Saúde & Bem-estar

Vírus Nipah pode chegar ao Brasil? Descubra a verdade sobre a doença que preocupa a Ásia

Informações falsas circulam nas redes sociais sobre a presença do patógeno no país; taxa de letalidade varia entre 40% e 70% e não há tratamento específico

O surgimento de novos casos do vírus Nipah na Índia e em Bangladesh gerou uma onda de especulações nas redes sociais, incluindo boatos sobre sua suposta presença no Brasil. O Ministério da Saúde esclareceu que tais informações são improcedentes e que não há evidências de circulação do patógeno no país, tampouco registros de vítimas em território nacional. Especialistas destacam ainda que o gênero de morcego responsável pela propagação natural deste microrganismo não faz parte da fauna encontrada nas Américas, o que torna a chegada do vírus ao continente um evento sem base científica nas condições atuais.

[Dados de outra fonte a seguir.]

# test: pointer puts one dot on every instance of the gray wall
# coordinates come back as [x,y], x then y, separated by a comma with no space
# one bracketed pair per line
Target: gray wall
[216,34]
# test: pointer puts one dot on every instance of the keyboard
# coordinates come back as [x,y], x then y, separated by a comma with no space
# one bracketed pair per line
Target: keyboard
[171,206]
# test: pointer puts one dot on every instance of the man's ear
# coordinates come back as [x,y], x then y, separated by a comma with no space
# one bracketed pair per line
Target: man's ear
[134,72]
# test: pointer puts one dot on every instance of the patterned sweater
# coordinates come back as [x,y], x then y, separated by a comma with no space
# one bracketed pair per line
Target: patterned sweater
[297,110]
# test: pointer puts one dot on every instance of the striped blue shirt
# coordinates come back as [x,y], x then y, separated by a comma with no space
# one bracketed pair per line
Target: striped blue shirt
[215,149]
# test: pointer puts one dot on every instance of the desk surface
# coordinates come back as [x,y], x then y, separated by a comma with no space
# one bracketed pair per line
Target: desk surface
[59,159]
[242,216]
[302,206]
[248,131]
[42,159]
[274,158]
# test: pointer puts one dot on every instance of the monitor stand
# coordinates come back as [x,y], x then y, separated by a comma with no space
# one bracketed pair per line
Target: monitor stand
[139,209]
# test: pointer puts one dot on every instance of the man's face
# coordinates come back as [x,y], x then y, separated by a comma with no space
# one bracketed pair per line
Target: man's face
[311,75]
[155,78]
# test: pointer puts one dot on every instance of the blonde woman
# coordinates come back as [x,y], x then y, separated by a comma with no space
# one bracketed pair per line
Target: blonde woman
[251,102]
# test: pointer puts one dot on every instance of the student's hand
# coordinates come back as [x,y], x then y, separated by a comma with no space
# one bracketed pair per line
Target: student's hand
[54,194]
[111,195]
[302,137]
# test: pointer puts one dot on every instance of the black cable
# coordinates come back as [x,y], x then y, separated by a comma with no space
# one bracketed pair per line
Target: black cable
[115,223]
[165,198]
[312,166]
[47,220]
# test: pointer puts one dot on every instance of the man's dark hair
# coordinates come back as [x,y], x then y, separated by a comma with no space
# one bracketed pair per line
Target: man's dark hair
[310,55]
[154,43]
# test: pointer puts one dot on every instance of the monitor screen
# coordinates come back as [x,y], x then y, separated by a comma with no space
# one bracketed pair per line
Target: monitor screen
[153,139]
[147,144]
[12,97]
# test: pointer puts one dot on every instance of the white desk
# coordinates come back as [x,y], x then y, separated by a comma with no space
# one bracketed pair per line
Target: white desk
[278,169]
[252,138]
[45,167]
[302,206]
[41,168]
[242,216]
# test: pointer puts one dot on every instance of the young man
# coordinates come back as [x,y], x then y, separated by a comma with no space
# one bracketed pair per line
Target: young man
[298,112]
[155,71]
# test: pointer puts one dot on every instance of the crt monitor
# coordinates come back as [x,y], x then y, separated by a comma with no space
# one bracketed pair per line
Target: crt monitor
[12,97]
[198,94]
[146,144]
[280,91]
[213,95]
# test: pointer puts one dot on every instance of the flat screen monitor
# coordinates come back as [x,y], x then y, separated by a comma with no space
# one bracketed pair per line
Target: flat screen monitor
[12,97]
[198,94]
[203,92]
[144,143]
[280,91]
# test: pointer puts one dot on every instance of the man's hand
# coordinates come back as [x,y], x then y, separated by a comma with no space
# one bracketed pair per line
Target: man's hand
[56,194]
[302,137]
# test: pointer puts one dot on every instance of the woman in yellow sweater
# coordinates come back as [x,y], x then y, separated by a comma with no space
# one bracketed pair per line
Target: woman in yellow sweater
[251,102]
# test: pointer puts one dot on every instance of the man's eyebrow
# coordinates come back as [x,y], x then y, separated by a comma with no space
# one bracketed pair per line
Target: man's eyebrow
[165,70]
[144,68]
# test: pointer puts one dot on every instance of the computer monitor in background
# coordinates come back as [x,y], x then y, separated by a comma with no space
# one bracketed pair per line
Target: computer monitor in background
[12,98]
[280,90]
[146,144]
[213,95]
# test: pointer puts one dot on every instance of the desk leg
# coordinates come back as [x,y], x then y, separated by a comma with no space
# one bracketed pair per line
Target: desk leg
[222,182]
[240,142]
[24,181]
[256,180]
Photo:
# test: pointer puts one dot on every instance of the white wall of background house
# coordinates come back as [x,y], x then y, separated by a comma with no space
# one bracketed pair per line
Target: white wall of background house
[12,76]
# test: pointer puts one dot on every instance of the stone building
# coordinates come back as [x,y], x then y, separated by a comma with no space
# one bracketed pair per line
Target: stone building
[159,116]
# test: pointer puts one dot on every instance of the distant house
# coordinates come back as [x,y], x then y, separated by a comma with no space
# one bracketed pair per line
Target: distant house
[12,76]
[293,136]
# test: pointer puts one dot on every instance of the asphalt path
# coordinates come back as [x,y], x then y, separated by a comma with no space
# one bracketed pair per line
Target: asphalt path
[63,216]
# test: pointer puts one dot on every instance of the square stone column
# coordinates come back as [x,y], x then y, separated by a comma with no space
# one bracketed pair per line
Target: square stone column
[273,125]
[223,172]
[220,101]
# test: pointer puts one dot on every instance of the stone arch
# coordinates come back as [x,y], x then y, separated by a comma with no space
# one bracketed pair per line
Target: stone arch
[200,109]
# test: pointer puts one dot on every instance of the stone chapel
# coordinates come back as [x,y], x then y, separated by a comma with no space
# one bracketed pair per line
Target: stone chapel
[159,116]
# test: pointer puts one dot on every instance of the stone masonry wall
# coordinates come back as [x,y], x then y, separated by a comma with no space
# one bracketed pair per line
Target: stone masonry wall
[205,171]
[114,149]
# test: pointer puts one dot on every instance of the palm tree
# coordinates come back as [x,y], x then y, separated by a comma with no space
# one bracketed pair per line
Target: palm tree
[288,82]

Embora o risco de contágio local seja inexistente, a gravidade da doença monitorada pela Organização Mundial da Saúde é elevada e exige atenção internacional. Desde sua identificação inicial na Malásia, em 1998, o vírus demonstrou uma taxa de letalidade que oscila entre 40% e 70%. O quadro clínico evolui frequentemente para uma encefalite grave, caracterizada pela inflamação do cérebro, podendo resultar em perda de consciência, convulsões e levar o paciente a falecer se não houver suporte médico imediato e adequado para estabilização do quadro.

Baixa transmissão e formas de contágio

Diferente de vírus respiratórios que possuem alto potencial pandêmico, o Nipah apresenta um nível de transmissão consideravelmente mais baixo e restrito. As notificações oficiais indicam um número limitado de casos recentes na Ásia, sendo que o contágio ocorre principalmente pelo contato direto com secreções de morcegos ou pela ingestão de alimentos contaminados por eles, como frutos e seiva de tamareira. A transmissão entre humanos é considerada rara, dependendo de contato muito próximo com fluidos corporais de uma pessoa infectada, o que dificulta uma disseminação em larga escala.

A possibilidade de o Nipah causar uma nova emergência sanitária global é avaliada como improvável pelas autoridades de saúde, justamente devido às suas limitações biológicas de propagação. O reservatório natural é o morcego do gênero *Pteropus*, predominante no continente asiático, mas o vírus pode infectar suínos, que funcionam como hospedeiros intermediários. Essa capacidade de saltar entre espécies animais e chegar aos humanos mantém o patógeno na lista de prioridades de vigilância da OMS para evitar surtos localizados nas regiões onde o vetor está presente.

Desafios no desenvolvimento de terapias

Até o momento, a ciência não dispõe de imunizantes ou fármacos específicos aprovados para combater essa infecção de forma direta. A Organização Mundial da Saúde incentiva ativamente o desenvolvimento de vacinas, mas ainda não existe uma fórmula validada para uso populacional. O protocolo médico disponível baseia-se em tratamento de suporte, focado em manter a hidratação do paciente e administrar medicamentos para conter a inflamação e os sintomas severos, medidas que geralmente são aplicadas em unidades de terapia intensiva.